Riesz Representation Theorem geometric intuition

Question

We just learned in our linear algebra class about the Riesz Representation Theorem, which states that if $V$ is finite-dimensional and $f$ is a linear functional on $V$, then there is a unique vector $u$ in $V$ such that $f(v) = <v,u>$ for every $v$ in $V.$ Can someone please give some geometric intuition in complex field about why this theorem is right? and what is the connection between the theorem and with the conjugate part in the inner product in complex field. Thank you.

Answer 1

We can look at the case $V = \mathbb{R}^n$. Let $f$ be a linear functional $f: \mathbb{R}^n \to \mathbb{R}$. Let $e_1, …, e_n$ denote the standard basis vectors.

Then for each vector $v = (v_1, …, v_n)$, we have $f(v) = f(v_1e_1 + … + v_ne_n) = v_1f(e_1) + … + v_nf(e_n) = \langle v, u \rangle$, where $u := (f(e_1), …, f(e_n))$. So, every linear functional is given as an inner product with a vector: just choose the vector whose coordinates are $f$ applied to the standard basis vectors $e_i$.

Since $f$ is a linear transformation, we can ask what its kernel and image is. If $f(e_i) = 0$ for all $i$, then $f$ is just the zero transformation, so it’s not so interesting. Otherwise $f(e_i) \neq 0$ for some $i$, so the image of $f$ is all of $\mathbb{R}$, because $\mathbb{R}$ is spanned by any nonzero vector. By the rank-nullity theorem, the kernel of $f$ has dimension $n - 1$. In other words, $f$ collapses a hyperplane (i.e. a subspace of dimension $n - 1$) to the point $0$. The kernel is a hyperplane.

Now notice that the kernel is the set of all vectors $v$ such that $f(v) = \langle v, u \rangle = 0$. In other words, it is the set of all vectors that are orthogonal to the vector $u$. This has a geometric interpretation. In $\mathbb{R}^3$, for example, the kernel would be the plane normal to the vector $u$.

Now you might say, “For any given plane, there are many vectors that are normal to it.
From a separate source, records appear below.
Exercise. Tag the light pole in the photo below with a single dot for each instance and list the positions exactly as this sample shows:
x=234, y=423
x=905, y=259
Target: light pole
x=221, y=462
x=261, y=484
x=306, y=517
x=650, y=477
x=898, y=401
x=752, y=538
Yet the theorem says there is a unique vector $u$. In other words, you’ve shown existence, but you haven’t shown uniqueness.”

Here is some intuition for this in $\mathbb{R}^3$. Imagine picking a plane in $\mathbb{R}^3$ and then asking for one of its normal vectors. Say, the plane is the $xy$-plane, and a normal vector is $(0,0,1)$. Now define $f: \mathbb{R}^3 \to \mathbb{R}$ such that $f(e_1) = 0, f(e_2) = 0$ and $f(e_3) = 1$. This uniquely defines $f$, because we’ve specified what $f$ should do to a basis. Clearly $f(v) = \langle v, (f(e_1), f(e_2), f(e_3)) \rangle = \langle v, (0,0,1) \rangle = 0$ for all $v$ in the plane, because that’s what it means for the vector $(0,0,1)$ to be normal to the plane. However, you can imagine that we might have chosen a different normal vector to the plane. Say, suppose we chose $(0,0,5)$ instead. Then you can see that this in turn uniquely defines a different map $f’$. It is the map $f’$ that sends $e_1$ to $0$, $e_2$ to $0$, and $e_3$ to $5$. And so on: Any particular scaling of a normal vector will give you a unique linear map.

In general, we have uniqueness, because: If $f(v) = \langle v, u_1 \rangle = \langle v, u_2 \rangle$ for all $v$, then $\langle v, u_1 - u_2 \rangle = \langle v, u_1 \rangle - \langle v, u_2 \rangle = 0$ for all $v$. So for $v = u_1 - u_2$, we have $\langle u_1 - u_2, u_1 - u_2 \rangle = 0$. The only way we can have a vector whose inner product with itself is $0$ is if we have the zero vector. Hence $u_1 = u_2$, which shows uniqueness.